Rating1Rating2Rating3Rating4Rating5 (5 out of 5)

This collection of stories follows the success of Phil Lapworth's earlier Tales from the Therapy Room - Shrink-Wrapped, again inviting the reader into the consulting room and internal world of the fictional psychotherapist Michael Martin as he grapples with the varied concerns of his clients. The tales contain much that is sad, tender and painful to read but are also wry, humorous, irreverent and thought-provoking to both therapist and reader.

In the final story, "Tales out of School" (written in the form of a letter to an intending student) Martin states that 'the correlation between clients and theory often eludes me', finding them at times 'worlds apart'. He comments on how therapists need humbly to accept that sometimes they are 'barking up the wrong tree' and that some unconscious processes can be seen only as 'a possibility, and not as a truth'. He cautions that at times therapists are not 'that important, and our theories even less so' and 'we are going to get things wrong for our clients'. Expressed in his own clear and straight-forward language, Martin debunks the over-complicated jargon of some textbooks and takes to task abusive psychotherapists who impose 'rupture and repair' approaches on their clients - and students. In contrast, he believes in the 'happy, challenging and creative' privilege of working as a psychotherapist, attending closely to the shared patterns in the lives of clients and valuing the uniqueness of each of them in their relationship with the therapist.

The other tales in the book exemplify many of these sentiments and always the positives of a truly client-centred approach to therapy. They engage and entertain and in doing so also subtly teach - and a substantial final section of Reflections on the tales from the author also provides both theoretical background and practical context to challenge readers, be they trainee therapists or not. But as Michael Martin puts it in his letter to his inquiring student, 'my strongest advice is that you read novels!'. Fiction, after all, is probably the most reliable form of reality outside our own lives'. Phil Lapworth's own tales pre-eminently provide just such excellent fictional examples to illustrate this reality.

Julie Kernow on 22/12/2014 22:06:57

Rating1Rating2Rating3Rating4Rating5 (5 out of 5)

I was lucky enough to hear the author read from 'Listen Carefully' at its launch. Half the audience were themselves therapists and the rest of us lay friends and family. We were rapidly united either in communal laughter or sympathy, one following the other in quick succession. Actually, there was probably more laughter as we heard about the woman aged 70 plus, dressed to kill, who said she was 32 and thought the therapist might be too old for her; or the volatile young Goth (a stick insect in bovver boots) who fails to listen carefully, with surprising results.
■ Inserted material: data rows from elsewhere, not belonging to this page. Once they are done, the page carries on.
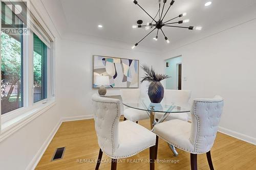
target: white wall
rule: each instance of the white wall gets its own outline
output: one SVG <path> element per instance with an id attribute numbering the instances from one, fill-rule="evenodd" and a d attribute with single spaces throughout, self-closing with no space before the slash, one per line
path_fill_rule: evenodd
<path id="1" fill-rule="evenodd" d="M 32 1 L 35 2 L 33 4 L 55 36 L 56 60 L 58 62 L 61 58 L 61 39 L 47 12 L 44 12 L 44 8 L 40 1 Z M 37 157 L 40 156 L 42 150 L 45 148 L 50 139 L 50 135 L 62 117 L 59 110 L 61 106 L 58 100 L 60 92 L 58 87 L 61 84 L 58 81 L 58 77 L 61 72 L 59 70 L 56 72 L 57 104 L 0 142 L 0 169 L 25 169 L 26 168 L 30 169 L 37 160 Z"/>
<path id="2" fill-rule="evenodd" d="M 172 51 L 182 56 L 182 88 L 192 98 L 225 99 L 221 130 L 256 143 L 256 19 Z"/>
<path id="3" fill-rule="evenodd" d="M 167 75 L 169 78 L 166 80 L 166 89 L 176 90 L 178 89 L 178 76 L 177 76 L 177 64 L 181 63 L 182 57 L 172 58 L 165 61 L 168 62 L 169 66 L 165 67 L 165 74 Z"/>
<path id="4" fill-rule="evenodd" d="M 65 116 L 92 114 L 91 97 L 98 92 L 92 89 L 93 55 L 138 59 L 140 65 L 145 63 L 163 72 L 164 63 L 157 54 L 122 48 L 120 44 L 114 47 L 113 45 L 108 46 L 107 42 L 105 45 L 96 43 L 90 43 L 86 37 L 81 35 L 71 34 L 63 38 L 61 59 L 57 64 L 58 71 L 61 71 L 58 78 L 61 82 L 59 90 L 63 92 L 59 94 L 59 99 Z M 140 78 L 143 72 L 141 69 L 139 72 Z M 139 84 L 142 93 L 146 95 L 147 84 Z M 108 89 L 106 94 L 119 94 L 119 89 Z"/>

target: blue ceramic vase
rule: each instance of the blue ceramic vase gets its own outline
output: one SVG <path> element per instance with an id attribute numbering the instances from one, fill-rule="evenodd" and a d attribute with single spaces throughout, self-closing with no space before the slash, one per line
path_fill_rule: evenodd
<path id="1" fill-rule="evenodd" d="M 160 103 L 164 94 L 164 88 L 160 82 L 153 81 L 150 84 L 147 94 L 152 103 Z"/>

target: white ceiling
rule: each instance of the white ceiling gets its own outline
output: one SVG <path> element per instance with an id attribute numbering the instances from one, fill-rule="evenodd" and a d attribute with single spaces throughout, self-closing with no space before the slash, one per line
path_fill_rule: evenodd
<path id="1" fill-rule="evenodd" d="M 155 16 L 158 11 L 158 0 L 137 1 L 151 15 Z M 165 19 L 170 19 L 186 12 L 187 16 L 177 20 L 189 19 L 189 22 L 182 25 L 202 26 L 204 30 L 201 31 L 204 31 L 221 21 L 237 16 L 256 4 L 255 0 L 211 0 L 212 5 L 205 7 L 204 4 L 207 1 L 177 0 Z M 44 4 L 52 4 L 53 1 L 42 0 L 42 2 Z M 170 2 L 170 0 L 167 0 L 165 10 Z M 62 5 L 62 9 L 60 9 L 59 7 L 46 8 L 49 11 L 54 11 L 54 13 L 56 11 L 63 13 L 63 17 L 66 22 L 66 32 L 125 41 L 131 43 L 131 46 L 149 32 L 143 29 L 132 28 L 132 26 L 135 25 L 138 19 L 143 20 L 144 23 L 151 21 L 146 14 L 132 0 L 59 0 L 58 2 Z M 49 12 L 50 14 L 53 12 Z M 59 13 L 59 17 L 60 15 Z M 98 25 L 102 25 L 103 28 L 98 28 Z M 167 27 L 163 28 L 163 30 L 171 42 L 195 36 L 201 32 Z M 156 36 L 156 30 L 153 33 L 141 43 L 141 45 L 160 50 L 172 45 L 172 43 L 166 43 L 161 32 L 159 34 L 158 41 L 154 40 L 153 38 Z"/>

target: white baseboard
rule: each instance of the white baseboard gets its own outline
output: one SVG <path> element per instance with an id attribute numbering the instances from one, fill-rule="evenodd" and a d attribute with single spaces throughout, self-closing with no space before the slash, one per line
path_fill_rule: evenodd
<path id="1" fill-rule="evenodd" d="M 246 141 L 246 142 L 256 145 L 256 138 L 252 137 L 250 137 L 242 133 L 240 133 L 235 131 L 231 131 L 229 129 L 220 127 L 219 127 L 219 132 Z"/>
<path id="2" fill-rule="evenodd" d="M 38 151 L 37 151 L 37 153 L 35 154 L 34 158 L 32 159 L 29 164 L 26 168 L 26 170 L 34 169 L 35 168 L 36 165 L 37 165 L 39 161 L 41 159 L 42 155 L 44 155 L 44 153 L 46 151 L 47 147 L 48 147 L 49 144 L 52 141 L 52 139 L 53 138 L 53 137 L 54 136 L 56 133 L 58 131 L 58 129 L 59 129 L 59 128 L 61 125 L 61 123 L 62 123 L 61 120 L 59 120 L 58 123 L 55 126 L 54 128 L 53 128 L 53 130 L 50 134 L 50 135 L 48 136 L 47 139 L 46 139 L 44 144 L 42 144 L 41 148 L 40 148 Z"/>
<path id="3" fill-rule="evenodd" d="M 93 114 L 84 115 L 82 115 L 82 116 L 62 117 L 61 118 L 61 120 L 62 122 L 65 122 L 89 119 L 91 119 L 91 118 L 93 118 Z"/>
<path id="4" fill-rule="evenodd" d="M 60 125 L 61 125 L 62 122 L 79 120 L 83 119 L 88 119 L 91 118 L 93 118 L 93 115 L 87 115 L 82 116 L 66 117 L 61 118 L 57 124 L 57 125 L 54 127 L 54 128 L 53 128 L 53 130 L 50 134 L 50 135 L 48 136 L 47 139 L 46 139 L 45 142 L 42 145 L 41 148 L 40 148 L 37 153 L 36 154 L 36 155 L 32 159 L 29 164 L 28 165 L 26 169 L 30 170 L 30 169 L 34 169 L 35 168 L 36 165 L 37 165 L 39 161 L 41 159 L 42 155 L 44 155 L 44 153 L 45 153 L 46 149 L 48 147 L 48 145 L 52 141 L 56 133 L 59 129 L 59 127 L 60 126 Z"/>

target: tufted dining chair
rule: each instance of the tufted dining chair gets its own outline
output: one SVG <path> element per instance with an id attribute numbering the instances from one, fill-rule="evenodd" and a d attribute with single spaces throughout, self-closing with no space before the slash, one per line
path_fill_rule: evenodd
<path id="1" fill-rule="evenodd" d="M 204 153 L 206 153 L 210 169 L 212 170 L 210 150 L 216 137 L 223 104 L 223 99 L 220 96 L 195 99 L 191 111 L 191 124 L 171 120 L 155 126 L 154 132 L 168 143 L 190 153 L 192 170 L 197 169 L 197 154 Z"/>
<path id="2" fill-rule="evenodd" d="M 98 169 L 102 153 L 111 159 L 111 169 L 115 170 L 117 159 L 136 155 L 150 148 L 150 169 L 155 168 L 156 135 L 145 128 L 130 120 L 119 122 L 122 105 L 120 100 L 92 98 L 95 128 L 100 147 L 95 169 Z"/>
<path id="3" fill-rule="evenodd" d="M 164 90 L 164 100 L 167 105 L 174 105 L 180 107 L 189 107 L 188 101 L 191 98 L 191 91 L 178 90 Z M 156 113 L 155 117 L 156 119 L 160 118 L 163 113 Z M 170 113 L 165 119 L 166 120 L 178 119 L 183 121 L 188 120 L 187 113 Z"/>
<path id="4" fill-rule="evenodd" d="M 140 97 L 140 89 L 120 90 L 123 103 L 139 102 Z M 150 117 L 145 111 L 129 108 L 124 106 L 123 111 L 124 120 L 127 119 L 138 123 L 138 121 L 149 118 Z"/>

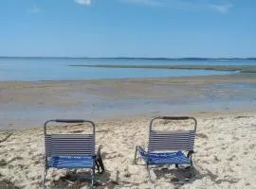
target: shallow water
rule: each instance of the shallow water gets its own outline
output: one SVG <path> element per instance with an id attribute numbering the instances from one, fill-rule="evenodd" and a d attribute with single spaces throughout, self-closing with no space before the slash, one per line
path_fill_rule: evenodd
<path id="1" fill-rule="evenodd" d="M 116 59 L 14 59 L 0 58 L 0 80 L 80 80 L 228 75 L 211 70 L 165 70 L 74 67 L 81 64 L 118 65 L 256 65 L 256 60 L 166 60 Z"/>

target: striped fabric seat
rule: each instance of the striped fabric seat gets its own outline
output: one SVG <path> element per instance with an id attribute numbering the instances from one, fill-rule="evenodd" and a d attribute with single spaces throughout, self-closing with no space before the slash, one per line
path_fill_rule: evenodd
<path id="1" fill-rule="evenodd" d="M 184 121 L 192 120 L 192 130 L 155 130 L 153 129 L 153 122 L 157 119 L 169 121 Z M 140 146 L 136 146 L 135 163 L 137 163 L 137 154 L 138 152 L 140 158 L 146 163 L 149 180 L 150 165 L 175 164 L 178 168 L 179 164 L 192 165 L 192 153 L 194 137 L 196 132 L 197 121 L 194 117 L 188 116 L 161 116 L 155 117 L 149 125 L 149 141 L 147 151 Z M 187 156 L 183 153 L 187 151 Z"/>
<path id="2" fill-rule="evenodd" d="M 66 124 L 88 123 L 92 127 L 92 131 L 86 134 L 49 134 L 46 126 L 51 122 Z M 82 127 L 87 126 L 82 125 Z M 44 133 L 46 156 L 43 187 L 46 188 L 46 179 L 49 168 L 90 168 L 91 186 L 93 186 L 96 161 L 101 157 L 101 148 L 99 148 L 97 154 L 95 152 L 95 124 L 92 121 L 82 119 L 48 120 L 44 125 Z M 102 167 L 103 165 L 101 165 L 103 171 L 104 167 Z"/>
<path id="3" fill-rule="evenodd" d="M 148 151 L 192 150 L 195 130 L 151 130 Z"/>
<path id="4" fill-rule="evenodd" d="M 54 156 L 48 158 L 48 167 L 55 168 L 92 168 L 92 156 Z"/>
<path id="5" fill-rule="evenodd" d="M 48 167 L 92 168 L 95 154 L 93 134 L 47 134 Z"/>
<path id="6" fill-rule="evenodd" d="M 171 153 L 150 153 L 147 157 L 147 153 L 143 150 L 138 151 L 142 160 L 147 162 L 150 165 L 153 164 L 189 164 L 190 160 L 181 152 Z"/>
Over his 35 years practising as a psychotherapist the author, Phil Lapworth , has encountered in his clients many of the major themes of life we all experience and some more individual and unusual ones too. This is a gem of a book, well written and full of humanity and humour. Real clients past and present need not fear as every character described by Phil is entirely fictional, a good old Christmas pudding of a mixture of people and what they bring.